Did children go to school?
Yes, children did go to school though some schools moved from towns to the country. As well as ordinary lessons children learned air raid drills, leaving classrooms when the sirens sounded to go to air raid shelters.
To raise money for the 'war effort', schools started 'Spitfire Funds' and National Savings Groups. More than 6,000 school savings groups started in 1940. Children saved money each week. Many schools gave children free milk, and there were school dinners too, for a small charge.
Some things stayed the same - exams!
Did children have toys?
Because many toy factories were now making guns or plane parts or other war equipment, there was a shortage of new toys. Children swapped old toys at 'toy-exchanges'. Many wartime toys were made of paper or card, because rubber, plastics, wood and metal were needed for the war.
Lots of toys had a war theme. There were toy planes, toy tanks and toy battleships to float in the bath, There were books such as the 'ABC of Aeroplane Spotting', card games with pictures of soldiers and sailors, and a darts game with a picture of Hitler as the bullseye to throw at!
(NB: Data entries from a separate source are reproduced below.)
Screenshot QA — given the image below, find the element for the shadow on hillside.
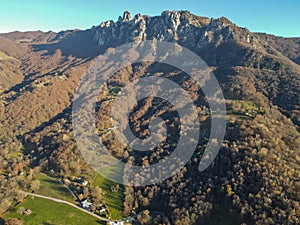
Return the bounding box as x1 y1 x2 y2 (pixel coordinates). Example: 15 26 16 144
32 30 101 59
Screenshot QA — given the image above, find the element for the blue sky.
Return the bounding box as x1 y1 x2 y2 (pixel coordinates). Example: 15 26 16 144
0 0 300 37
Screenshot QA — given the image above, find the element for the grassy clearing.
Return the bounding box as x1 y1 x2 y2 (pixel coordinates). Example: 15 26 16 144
35 174 76 203
4 197 105 225
0 51 11 59
92 168 124 220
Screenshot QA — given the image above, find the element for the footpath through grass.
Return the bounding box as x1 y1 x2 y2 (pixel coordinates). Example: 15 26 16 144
4 197 105 225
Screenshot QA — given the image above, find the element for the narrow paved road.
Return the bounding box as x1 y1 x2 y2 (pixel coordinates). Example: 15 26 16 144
22 192 110 222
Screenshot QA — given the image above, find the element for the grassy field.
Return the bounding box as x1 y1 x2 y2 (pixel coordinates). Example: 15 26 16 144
4 197 105 225
35 174 76 203
92 167 124 220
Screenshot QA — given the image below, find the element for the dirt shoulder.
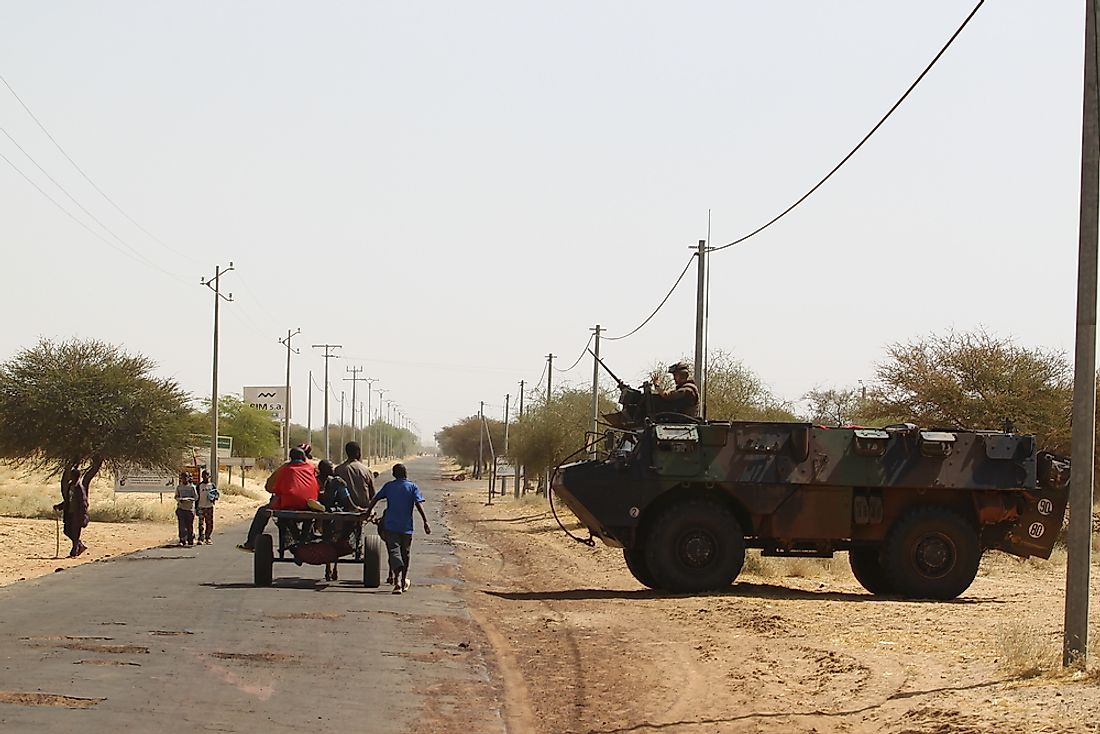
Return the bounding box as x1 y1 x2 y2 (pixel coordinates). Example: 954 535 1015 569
447 482 1100 734
0 464 409 587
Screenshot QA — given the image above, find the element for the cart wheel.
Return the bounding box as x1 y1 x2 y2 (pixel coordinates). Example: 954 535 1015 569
363 535 382 589
252 534 275 587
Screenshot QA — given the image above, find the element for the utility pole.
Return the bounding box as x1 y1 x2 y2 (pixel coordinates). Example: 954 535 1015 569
344 368 374 453
546 353 553 497
589 324 603 459
476 401 485 479
1060 0 1100 670
363 377 378 463
199 261 233 481
278 329 301 457
374 390 389 459
695 240 706 415
314 344 343 460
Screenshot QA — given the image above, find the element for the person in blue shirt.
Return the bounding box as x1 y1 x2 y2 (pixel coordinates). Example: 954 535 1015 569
366 464 431 594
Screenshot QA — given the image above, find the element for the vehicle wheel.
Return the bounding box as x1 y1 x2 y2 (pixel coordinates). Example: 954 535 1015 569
252 533 275 587
882 507 981 599
646 500 745 592
848 546 894 594
363 535 382 589
623 547 657 589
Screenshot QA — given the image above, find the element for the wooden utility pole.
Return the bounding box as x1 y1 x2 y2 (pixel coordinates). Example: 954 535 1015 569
1049 0 1100 668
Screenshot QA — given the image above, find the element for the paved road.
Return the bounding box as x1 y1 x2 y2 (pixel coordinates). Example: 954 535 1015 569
0 458 504 734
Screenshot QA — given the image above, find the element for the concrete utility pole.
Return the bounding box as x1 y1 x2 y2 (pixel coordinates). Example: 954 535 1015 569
363 377 378 463
314 344 343 460
336 390 345 451
1060 0 1100 669
589 324 603 459
546 353 553 497
547 354 554 405
278 329 301 458
199 261 233 480
374 390 389 459
344 368 372 436
477 401 485 479
695 240 706 407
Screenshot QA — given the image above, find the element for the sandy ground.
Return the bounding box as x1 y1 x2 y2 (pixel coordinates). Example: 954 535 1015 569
0 463 411 587
447 482 1100 734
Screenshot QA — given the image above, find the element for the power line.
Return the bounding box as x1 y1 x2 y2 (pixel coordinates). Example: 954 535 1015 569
0 70 198 263
553 336 592 372
601 255 695 341
711 0 986 252
0 147 184 281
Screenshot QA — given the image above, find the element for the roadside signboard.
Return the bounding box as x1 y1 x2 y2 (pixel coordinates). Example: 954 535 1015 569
243 385 290 420
114 467 177 492
190 434 233 460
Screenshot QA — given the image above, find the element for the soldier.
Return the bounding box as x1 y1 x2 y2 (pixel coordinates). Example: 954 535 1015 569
652 362 699 418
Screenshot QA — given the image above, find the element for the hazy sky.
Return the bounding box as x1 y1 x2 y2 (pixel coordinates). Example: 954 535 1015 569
0 0 1084 448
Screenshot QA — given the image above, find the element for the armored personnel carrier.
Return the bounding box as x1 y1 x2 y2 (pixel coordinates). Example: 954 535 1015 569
552 411 1069 599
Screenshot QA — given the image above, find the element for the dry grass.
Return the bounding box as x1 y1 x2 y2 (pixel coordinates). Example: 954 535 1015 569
0 467 267 523
996 624 1062 678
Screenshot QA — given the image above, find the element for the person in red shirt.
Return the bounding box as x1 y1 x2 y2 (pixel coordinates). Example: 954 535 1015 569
238 447 320 552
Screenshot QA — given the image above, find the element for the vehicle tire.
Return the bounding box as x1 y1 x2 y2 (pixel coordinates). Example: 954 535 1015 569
882 507 981 599
646 500 745 592
363 535 382 589
848 546 894 594
623 547 657 589
252 533 275 587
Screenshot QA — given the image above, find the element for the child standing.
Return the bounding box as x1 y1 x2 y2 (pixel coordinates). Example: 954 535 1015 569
196 470 221 546
176 471 199 546
366 464 431 594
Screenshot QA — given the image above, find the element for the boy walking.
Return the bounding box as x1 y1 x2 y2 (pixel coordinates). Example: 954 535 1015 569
196 469 221 546
366 464 431 594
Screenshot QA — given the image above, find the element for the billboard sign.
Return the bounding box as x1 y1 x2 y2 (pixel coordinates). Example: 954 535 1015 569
185 434 233 461
243 385 290 421
114 467 179 492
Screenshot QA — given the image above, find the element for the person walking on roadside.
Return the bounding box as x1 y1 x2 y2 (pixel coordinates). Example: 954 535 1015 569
366 463 431 594
54 467 88 558
196 470 221 546
176 471 199 546
334 441 374 507
237 447 320 554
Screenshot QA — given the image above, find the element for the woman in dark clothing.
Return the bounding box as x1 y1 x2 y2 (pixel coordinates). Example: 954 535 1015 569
54 468 88 558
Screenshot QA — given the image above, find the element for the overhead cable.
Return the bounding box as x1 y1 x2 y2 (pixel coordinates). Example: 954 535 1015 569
0 147 182 281
710 0 986 252
0 127 183 280
553 335 595 372
0 75 198 263
601 255 695 341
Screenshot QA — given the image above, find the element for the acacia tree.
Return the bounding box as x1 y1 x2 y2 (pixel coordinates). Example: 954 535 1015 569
868 330 1073 453
0 339 189 484
436 415 512 467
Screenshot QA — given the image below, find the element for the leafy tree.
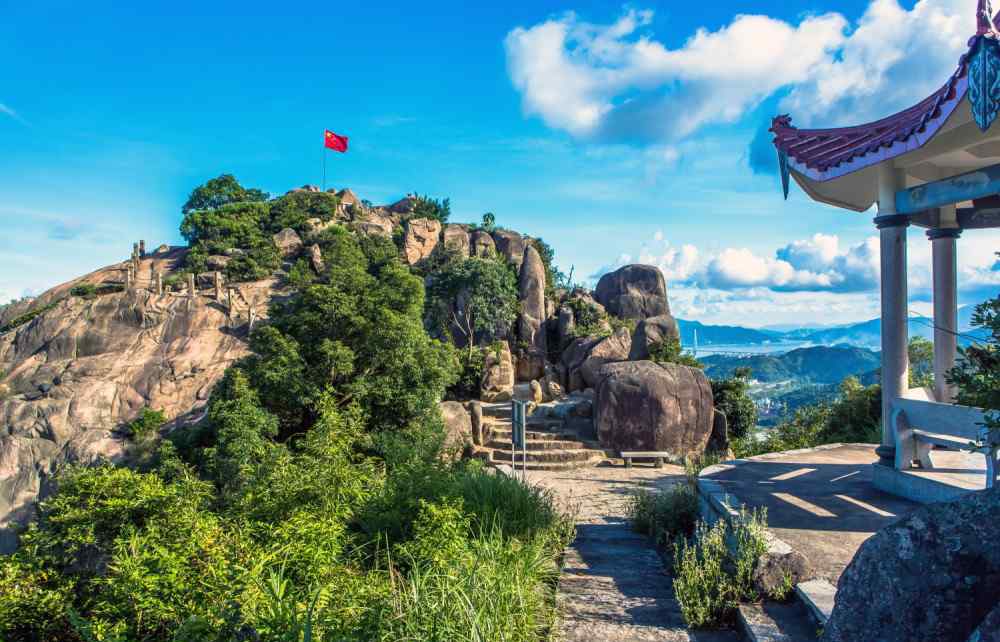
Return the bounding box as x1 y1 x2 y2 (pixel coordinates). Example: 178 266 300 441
711 368 757 439
427 251 518 353
181 174 269 216
907 337 934 388
410 194 451 223
947 296 1000 455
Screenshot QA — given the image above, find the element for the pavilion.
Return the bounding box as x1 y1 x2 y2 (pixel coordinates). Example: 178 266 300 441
771 0 1000 501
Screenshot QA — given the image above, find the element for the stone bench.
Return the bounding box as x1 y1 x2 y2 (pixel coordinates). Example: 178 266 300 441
621 450 670 468
892 398 997 488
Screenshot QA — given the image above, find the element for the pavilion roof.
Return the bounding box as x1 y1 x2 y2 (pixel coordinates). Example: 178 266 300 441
770 0 1000 181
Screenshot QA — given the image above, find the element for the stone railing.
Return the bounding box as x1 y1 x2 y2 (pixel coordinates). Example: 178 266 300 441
892 398 997 488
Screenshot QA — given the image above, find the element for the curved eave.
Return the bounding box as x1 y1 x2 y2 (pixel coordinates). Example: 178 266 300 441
779 74 969 184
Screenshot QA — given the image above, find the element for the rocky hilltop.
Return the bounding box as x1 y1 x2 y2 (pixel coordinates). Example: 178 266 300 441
0 177 713 550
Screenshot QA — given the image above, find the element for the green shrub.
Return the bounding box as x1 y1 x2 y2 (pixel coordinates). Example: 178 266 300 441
674 511 767 628
69 283 97 298
628 483 698 549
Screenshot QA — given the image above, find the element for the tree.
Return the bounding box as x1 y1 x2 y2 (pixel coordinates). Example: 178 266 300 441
907 337 934 388
181 174 270 215
427 252 518 352
711 368 757 439
947 296 1000 457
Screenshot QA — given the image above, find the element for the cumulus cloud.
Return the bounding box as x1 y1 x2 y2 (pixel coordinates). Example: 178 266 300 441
504 0 974 142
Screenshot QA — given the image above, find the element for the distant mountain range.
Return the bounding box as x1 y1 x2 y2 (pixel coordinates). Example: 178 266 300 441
699 345 879 384
677 305 986 350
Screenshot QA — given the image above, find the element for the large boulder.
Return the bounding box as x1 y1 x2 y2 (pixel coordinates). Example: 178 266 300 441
479 341 514 402
273 227 302 258
442 223 470 257
439 401 473 451
493 230 530 269
403 218 441 265
469 230 497 257
594 361 713 460
628 314 681 361
594 265 670 319
821 488 1000 642
580 328 632 388
517 246 546 381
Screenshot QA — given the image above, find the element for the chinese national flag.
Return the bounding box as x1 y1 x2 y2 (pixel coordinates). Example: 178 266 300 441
323 129 347 154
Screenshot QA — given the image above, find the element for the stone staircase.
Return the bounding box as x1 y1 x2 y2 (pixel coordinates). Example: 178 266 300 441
482 402 605 470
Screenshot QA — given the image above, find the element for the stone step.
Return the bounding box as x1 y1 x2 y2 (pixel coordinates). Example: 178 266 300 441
486 434 587 452
490 428 577 442
490 448 604 464
737 601 819 642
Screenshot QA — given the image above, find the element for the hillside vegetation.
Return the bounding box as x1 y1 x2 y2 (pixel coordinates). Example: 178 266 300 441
0 176 571 642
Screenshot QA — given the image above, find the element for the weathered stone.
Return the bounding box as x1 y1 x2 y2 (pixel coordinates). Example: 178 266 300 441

Did children have to fight?
Not in Britain. Most children left school at 14 (in 1944 the school leaving age was raised to 15). From school, most young people went to work. Only a few went to university. You could join the Forces at 16. At 18 most young people knew they would be 'called up' (conscripted) for the Forces or for war work in factories, farms or coal mines.
In 1945 German boys as young as 10 and 11 took part in fighting during the last weeks of the war.
At home, children listened to the radio. For many, their favourite programme was the teatime 'Children's Hour'. Children listened to music and comedy shows too, though perhaps not to the 'Radio Doctor' telling people how to stay healthy.
People played records on a gramophone. Records in those days were black shiny discs, easily broken. At the cinema ('the pictures') you usually saw two films, plus a cartoon and a news film. There were Saturday morning film clubs for children.